NYPD body cameras are supposed to create police transparency and accountability, but police reform advocates are now seeking to block the program, arguing it could instead have the effect of protecting abusive officers. NY1's Bobby Cuza has the story.
The NYPD's court-ordered body camera program was the product of a lawsuit challenging the department's stop-and-frisk policy.
But now that a pilot program is on the verge of implementation, plaintiffs in that suit want to call timeout.
"We are hopeful that we will have a pause on the implementation," said Lurie Daniel Favors of the Center for Law and Social Justice.
Last week, a court-appointed monitor approved the NYPD's guidelines for just how, exactly, the cameras will be used.
But advocates went to court this week, asking the judge in the case to intervene; that included a brief filed Thursday by the group Communities United for Police Reform.
They say under the NYPD's protocols, officers will have too much leeway. They must record many, but not all encounters with the public, and there will be no disciplinary process for officers who tamper with footage.
"We need a policy that is going to mandate that the typical day-to-day encounters, that quickly escalate from a stop to an arrest, are going to be recorded," Favors said.
At a news conference outside City Hall on Thursday, advocates noted that while civilians captured on camera won't have easy access to footage, officers will be able to view video before making a statement, even in cases of alleged misconduct.
"If they have an opportunity to review all of this prior to writing the reports, they can structure their reports so that it is not contradicted by the evidence on the camera," said David Rankin, an attorney for Communities United for Police Reform.

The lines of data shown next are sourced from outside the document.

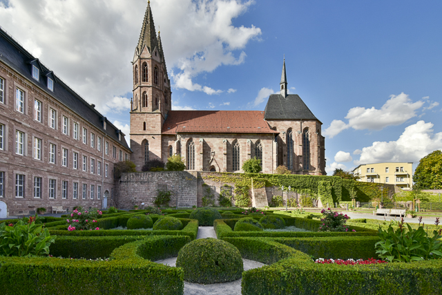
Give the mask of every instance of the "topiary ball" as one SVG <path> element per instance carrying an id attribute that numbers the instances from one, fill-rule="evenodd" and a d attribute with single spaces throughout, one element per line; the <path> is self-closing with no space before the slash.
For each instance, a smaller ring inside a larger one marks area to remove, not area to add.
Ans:
<path id="1" fill-rule="evenodd" d="M 158 218 L 153 225 L 153 230 L 177 231 L 182 229 L 182 222 L 178 218 L 164 216 Z"/>
<path id="2" fill-rule="evenodd" d="M 213 226 L 213 220 L 222 219 L 218 210 L 212 208 L 198 208 L 191 213 L 190 219 L 198 219 L 200 225 Z"/>
<path id="3" fill-rule="evenodd" d="M 285 227 L 285 221 L 279 216 L 267 215 L 260 219 L 260 223 L 265 229 L 279 229 Z"/>
<path id="4" fill-rule="evenodd" d="M 126 225 L 128 229 L 150 229 L 153 225 L 151 216 L 146 215 L 135 215 L 131 217 Z"/>
<path id="5" fill-rule="evenodd" d="M 235 224 L 235 227 L 233 230 L 235 231 L 262 231 L 262 225 L 261 225 L 258 220 L 251 217 L 246 217 L 244 218 L 241 218 L 236 222 L 236 223 Z"/>
<path id="6" fill-rule="evenodd" d="M 213 238 L 186 244 L 178 252 L 176 265 L 184 270 L 184 280 L 201 284 L 236 280 L 244 270 L 239 250 Z"/>

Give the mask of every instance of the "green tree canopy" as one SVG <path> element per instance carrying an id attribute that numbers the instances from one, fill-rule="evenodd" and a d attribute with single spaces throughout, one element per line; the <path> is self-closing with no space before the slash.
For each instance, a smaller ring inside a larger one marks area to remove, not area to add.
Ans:
<path id="1" fill-rule="evenodd" d="M 421 159 L 413 181 L 420 189 L 442 189 L 442 151 L 434 151 Z"/>

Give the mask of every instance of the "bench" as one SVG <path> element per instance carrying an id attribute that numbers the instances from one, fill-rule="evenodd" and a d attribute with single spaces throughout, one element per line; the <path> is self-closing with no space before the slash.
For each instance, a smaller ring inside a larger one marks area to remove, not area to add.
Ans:
<path id="1" fill-rule="evenodd" d="M 52 213 L 54 212 L 59 213 L 59 211 L 61 213 L 66 213 L 67 212 L 66 210 L 67 209 L 63 209 L 63 206 L 52 206 Z"/>

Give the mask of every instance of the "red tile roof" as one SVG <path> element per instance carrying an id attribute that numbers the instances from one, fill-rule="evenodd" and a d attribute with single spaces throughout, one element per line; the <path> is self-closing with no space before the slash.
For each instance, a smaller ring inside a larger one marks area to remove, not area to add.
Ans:
<path id="1" fill-rule="evenodd" d="M 169 111 L 162 134 L 278 133 L 260 111 Z"/>

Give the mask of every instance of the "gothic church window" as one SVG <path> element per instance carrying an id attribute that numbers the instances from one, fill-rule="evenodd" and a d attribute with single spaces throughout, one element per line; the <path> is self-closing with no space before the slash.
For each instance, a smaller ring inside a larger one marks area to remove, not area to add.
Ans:
<path id="1" fill-rule="evenodd" d="M 142 73 L 143 74 L 143 82 L 147 82 L 148 81 L 148 76 L 146 63 L 143 64 L 143 66 L 142 66 Z"/>
<path id="2" fill-rule="evenodd" d="M 287 169 L 293 170 L 293 132 L 291 129 L 287 131 L 286 142 L 287 144 Z"/>
<path id="3" fill-rule="evenodd" d="M 193 141 L 187 144 L 187 170 L 195 170 L 195 143 Z"/>
<path id="4" fill-rule="evenodd" d="M 233 156 L 233 170 L 238 171 L 240 170 L 240 144 L 235 142 L 232 148 L 232 156 Z"/>
<path id="5" fill-rule="evenodd" d="M 304 129 L 302 133 L 302 166 L 304 170 L 310 169 L 310 139 L 309 129 Z"/>

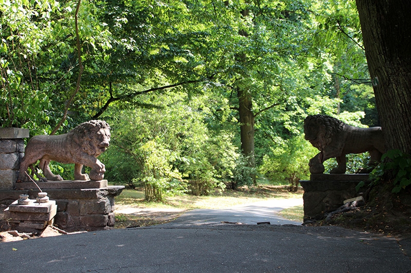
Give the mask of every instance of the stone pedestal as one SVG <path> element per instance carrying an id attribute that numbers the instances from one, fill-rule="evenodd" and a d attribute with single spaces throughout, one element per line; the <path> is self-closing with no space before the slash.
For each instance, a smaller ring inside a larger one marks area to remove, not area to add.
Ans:
<path id="1" fill-rule="evenodd" d="M 89 182 L 87 183 L 87 182 Z M 115 223 L 114 197 L 121 193 L 124 186 L 106 186 L 100 188 L 78 188 L 81 183 L 87 186 L 96 183 L 107 185 L 106 180 L 101 181 L 63 181 L 41 182 L 42 190 L 47 188 L 48 196 L 55 201 L 57 211 L 54 225 L 67 232 L 98 230 L 113 228 Z M 19 185 L 25 183 L 17 183 Z M 28 194 L 34 199 L 40 192 L 34 183 L 30 189 L 2 191 L 0 203 L 9 205 L 21 194 Z M 53 184 L 55 188 L 52 188 Z M 68 185 L 73 188 L 63 188 Z"/>
<path id="2" fill-rule="evenodd" d="M 357 192 L 356 186 L 369 178 L 366 174 L 322 174 L 311 175 L 310 179 L 300 181 L 304 190 L 304 222 L 321 220 L 324 214 L 343 205 L 345 200 L 363 195 L 364 189 Z"/>
<path id="3" fill-rule="evenodd" d="M 27 137 L 28 129 L 0 128 L 0 190 L 13 188 Z"/>
<path id="4" fill-rule="evenodd" d="M 20 204 L 16 200 L 4 210 L 5 219 L 20 231 L 26 229 L 43 229 L 48 224 L 51 224 L 57 212 L 55 201 L 49 200 L 38 203 L 34 199 L 28 199 L 27 204 Z"/>

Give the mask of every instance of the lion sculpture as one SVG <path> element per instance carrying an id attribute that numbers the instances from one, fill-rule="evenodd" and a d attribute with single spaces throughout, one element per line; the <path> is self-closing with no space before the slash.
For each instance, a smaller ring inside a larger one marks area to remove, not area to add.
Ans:
<path id="1" fill-rule="evenodd" d="M 368 152 L 370 164 L 380 161 L 385 152 L 384 137 L 381 127 L 360 128 L 325 115 L 308 116 L 304 120 L 305 139 L 319 150 L 310 160 L 310 172 L 322 174 L 324 162 L 335 157 L 338 167 L 331 174 L 344 174 L 347 160 L 345 155 Z"/>
<path id="2" fill-rule="evenodd" d="M 110 127 L 103 120 L 83 122 L 63 135 L 34 136 L 26 147 L 20 163 L 18 180 L 29 181 L 25 172 L 30 167 L 36 173 L 33 164 L 38 160 L 40 160 L 40 167 L 45 177 L 41 179 L 44 181 L 63 180 L 61 176 L 54 175 L 50 170 L 51 160 L 74 163 L 74 180 L 101 180 L 104 177 L 105 167 L 97 157 L 109 145 L 110 136 Z M 89 175 L 82 173 L 83 165 L 91 168 Z"/>

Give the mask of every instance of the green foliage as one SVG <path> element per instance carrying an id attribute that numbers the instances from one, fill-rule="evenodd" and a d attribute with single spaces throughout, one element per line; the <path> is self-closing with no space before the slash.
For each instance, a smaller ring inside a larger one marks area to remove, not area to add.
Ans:
<path id="1" fill-rule="evenodd" d="M 249 166 L 247 159 L 240 155 L 233 171 L 232 178 L 229 180 L 229 187 L 237 190 L 242 186 L 251 186 L 253 183 L 252 177 L 255 175 L 255 168 Z"/>
<path id="2" fill-rule="evenodd" d="M 295 190 L 298 181 L 309 178 L 308 161 L 316 149 L 302 136 L 277 142 L 271 148 L 271 156 L 266 155 L 259 171 L 273 182 L 287 182 Z"/>
<path id="3" fill-rule="evenodd" d="M 79 72 L 77 3 L 0 1 L 1 126 L 47 134 L 61 118 Z M 256 169 L 294 187 L 315 154 L 301 135 L 305 116 L 341 112 L 349 124 L 378 124 L 353 1 L 80 8 L 84 71 L 59 133 L 106 119 L 106 177 L 147 185 L 148 199 L 250 184 L 258 174 L 239 149 L 239 88 L 252 99 Z"/>
<path id="4" fill-rule="evenodd" d="M 392 192 L 397 193 L 411 184 L 411 155 L 392 150 L 383 155 L 381 161 L 370 174 L 371 185 L 381 181 L 390 180 Z"/>

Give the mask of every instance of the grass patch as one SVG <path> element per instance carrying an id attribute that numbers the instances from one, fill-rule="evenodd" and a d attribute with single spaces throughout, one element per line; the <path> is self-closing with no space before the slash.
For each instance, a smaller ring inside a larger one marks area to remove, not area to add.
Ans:
<path id="1" fill-rule="evenodd" d="M 141 208 L 175 208 L 183 209 L 197 208 L 222 209 L 273 198 L 302 198 L 302 190 L 290 193 L 285 186 L 262 185 L 246 187 L 239 191 L 226 191 L 207 196 L 182 195 L 166 197 L 163 203 L 144 201 L 142 190 L 124 189 L 115 197 L 116 204 Z"/>
<path id="2" fill-rule="evenodd" d="M 290 193 L 286 186 L 263 185 L 244 187 L 239 191 L 226 191 L 216 192 L 208 196 L 194 196 L 183 195 L 166 197 L 163 203 L 145 202 L 144 191 L 141 189 L 124 189 L 121 194 L 115 198 L 116 205 L 145 209 L 137 214 L 116 214 L 116 228 L 147 226 L 163 224 L 172 221 L 187 211 L 198 208 L 223 209 L 250 204 L 255 202 L 269 200 L 275 198 L 302 198 L 303 191 Z M 178 209 L 176 212 L 167 209 Z M 301 212 L 302 212 L 302 209 Z M 283 215 L 285 218 L 288 215 Z M 289 219 L 287 218 L 287 219 Z M 292 218 L 302 222 L 301 220 Z"/>
<path id="3" fill-rule="evenodd" d="M 283 209 L 279 215 L 286 219 L 297 222 L 303 222 L 304 217 L 304 207 L 303 205 L 295 206 Z"/>

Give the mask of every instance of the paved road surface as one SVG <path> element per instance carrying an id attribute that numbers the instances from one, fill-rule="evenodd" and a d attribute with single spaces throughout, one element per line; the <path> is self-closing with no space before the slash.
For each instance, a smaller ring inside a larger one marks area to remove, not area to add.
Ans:
<path id="1" fill-rule="evenodd" d="M 221 216 L 227 211 L 198 210 L 145 228 L 0 243 L 0 272 L 411 272 L 411 239 L 337 227 L 246 224 L 268 219 L 257 206 L 236 208 L 227 218 Z"/>

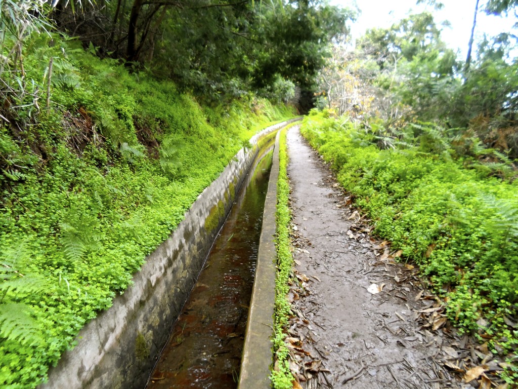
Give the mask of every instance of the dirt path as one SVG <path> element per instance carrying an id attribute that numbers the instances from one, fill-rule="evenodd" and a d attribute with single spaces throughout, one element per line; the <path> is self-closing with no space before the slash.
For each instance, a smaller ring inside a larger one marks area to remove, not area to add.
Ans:
<path id="1" fill-rule="evenodd" d="M 450 373 L 462 370 L 452 346 L 458 338 L 447 338 L 445 318 L 415 270 L 396 264 L 386 243 L 369 237 L 298 129 L 287 135 L 288 173 L 303 288 L 290 293 L 297 317 L 288 341 L 301 386 L 472 387 Z M 376 286 L 381 292 L 367 290 Z"/>

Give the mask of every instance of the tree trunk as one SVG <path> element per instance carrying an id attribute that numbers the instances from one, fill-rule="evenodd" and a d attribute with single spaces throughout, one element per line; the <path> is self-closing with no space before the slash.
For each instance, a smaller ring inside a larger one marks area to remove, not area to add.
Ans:
<path id="1" fill-rule="evenodd" d="M 477 4 L 475 4 L 475 13 L 473 17 L 473 25 L 471 26 L 471 35 L 469 37 L 469 43 L 468 44 L 468 55 L 466 57 L 466 65 L 464 66 L 465 77 L 465 73 L 469 70 L 469 64 L 471 62 L 471 48 L 473 47 L 473 40 L 475 35 L 475 26 L 477 25 L 477 14 L 479 12 L 479 2 L 480 0 L 477 0 Z"/>
<path id="2" fill-rule="evenodd" d="M 140 14 L 142 3 L 144 0 L 135 0 L 130 14 L 130 25 L 128 27 L 128 46 L 126 51 L 126 59 L 128 62 L 136 61 L 137 58 L 137 23 Z"/>

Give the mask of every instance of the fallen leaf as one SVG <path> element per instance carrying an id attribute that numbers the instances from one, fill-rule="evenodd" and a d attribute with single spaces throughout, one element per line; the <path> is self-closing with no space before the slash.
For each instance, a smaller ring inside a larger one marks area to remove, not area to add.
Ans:
<path id="1" fill-rule="evenodd" d="M 446 353 L 448 355 L 454 359 L 456 359 L 458 357 L 458 353 L 453 347 L 443 347 L 443 351 Z"/>
<path id="2" fill-rule="evenodd" d="M 394 313 L 395 313 L 396 314 L 396 316 L 397 316 L 398 317 L 399 317 L 399 319 L 401 319 L 401 321 L 402 321 L 404 322 L 406 322 L 407 321 L 406 319 L 405 319 L 403 316 L 402 316 L 401 315 L 400 315 L 397 312 L 394 312 Z"/>
<path id="3" fill-rule="evenodd" d="M 367 289 L 367 291 L 371 295 L 376 295 L 381 291 L 378 285 L 376 284 L 372 284 Z"/>
<path id="4" fill-rule="evenodd" d="M 486 368 L 486 367 L 485 366 L 477 366 L 476 367 L 470 369 L 464 374 L 464 381 L 467 383 L 471 382 L 473 380 L 476 380 L 480 377 L 482 373 L 487 370 Z"/>
<path id="5" fill-rule="evenodd" d="M 434 331 L 437 331 L 445 324 L 447 321 L 448 321 L 447 318 L 440 316 L 438 318 L 436 319 L 436 320 L 434 322 L 434 325 L 432 326 L 431 329 L 434 330 Z"/>
<path id="6" fill-rule="evenodd" d="M 491 389 L 491 380 L 485 374 L 482 374 L 482 380 L 479 389 Z"/>
<path id="7" fill-rule="evenodd" d="M 461 369 L 460 367 L 459 367 L 458 366 L 457 366 L 455 364 L 452 363 L 452 362 L 450 362 L 447 361 L 445 362 L 444 362 L 443 363 L 443 365 L 444 365 L 445 366 L 446 366 L 448 368 L 451 369 L 452 370 L 453 370 L 454 371 L 455 371 L 456 372 L 457 372 L 457 373 L 464 373 L 464 370 L 463 370 L 462 369 Z"/>
<path id="8" fill-rule="evenodd" d="M 384 252 L 383 252 L 383 255 L 382 255 L 382 256 L 380 257 L 380 260 L 384 261 L 385 259 L 388 258 L 389 254 L 390 254 L 390 250 L 388 249 L 385 250 Z"/>

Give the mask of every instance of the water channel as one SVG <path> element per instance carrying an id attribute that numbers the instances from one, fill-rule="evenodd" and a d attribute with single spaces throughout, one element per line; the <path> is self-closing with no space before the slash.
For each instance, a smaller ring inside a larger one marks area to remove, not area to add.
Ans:
<path id="1" fill-rule="evenodd" d="M 243 182 L 148 389 L 237 387 L 272 154 Z"/>

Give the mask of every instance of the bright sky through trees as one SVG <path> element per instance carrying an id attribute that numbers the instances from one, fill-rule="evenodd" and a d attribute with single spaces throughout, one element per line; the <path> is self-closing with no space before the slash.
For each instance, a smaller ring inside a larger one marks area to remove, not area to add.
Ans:
<path id="1" fill-rule="evenodd" d="M 459 49 L 461 58 L 466 56 L 468 42 L 473 22 L 476 0 L 443 0 L 444 8 L 435 10 L 433 7 L 416 5 L 416 0 L 332 0 L 332 4 L 344 7 L 358 5 L 361 13 L 358 20 L 352 24 L 351 33 L 353 39 L 364 34 L 367 29 L 376 27 L 387 28 L 406 16 L 409 13 L 421 12 L 425 9 L 431 11 L 437 24 L 444 21 L 451 23 L 451 27 L 443 28 L 442 38 L 454 49 Z M 481 7 L 484 2 L 481 2 Z M 515 19 L 512 16 L 508 18 L 487 16 L 479 8 L 477 16 L 475 43 L 488 36 L 500 33 L 510 32 Z"/>

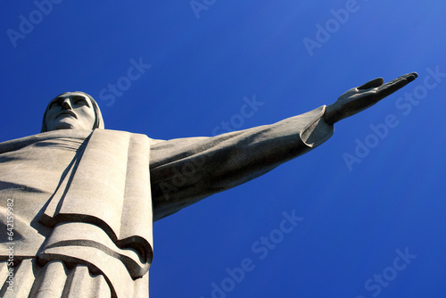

NY1 is currently engaged in a lawsuit seeking access to footage from an earlier pilot program in 2015.
As for the recently issued guidelines, city officials have defended them.
"This is the shape of things to come," Mayor Bill de Blasio said April 10. "If anybody wants to challenge us, we can win that challenge, I am confident."
The pilot program was supposed to begin next week at the 34th Precinct in Upper Manhattan, and then expand to some 1,200 officers this fall, and then to all NYPD patrol officers by 2019.
But this latest legal challenge now puts that timetable in jeopardy.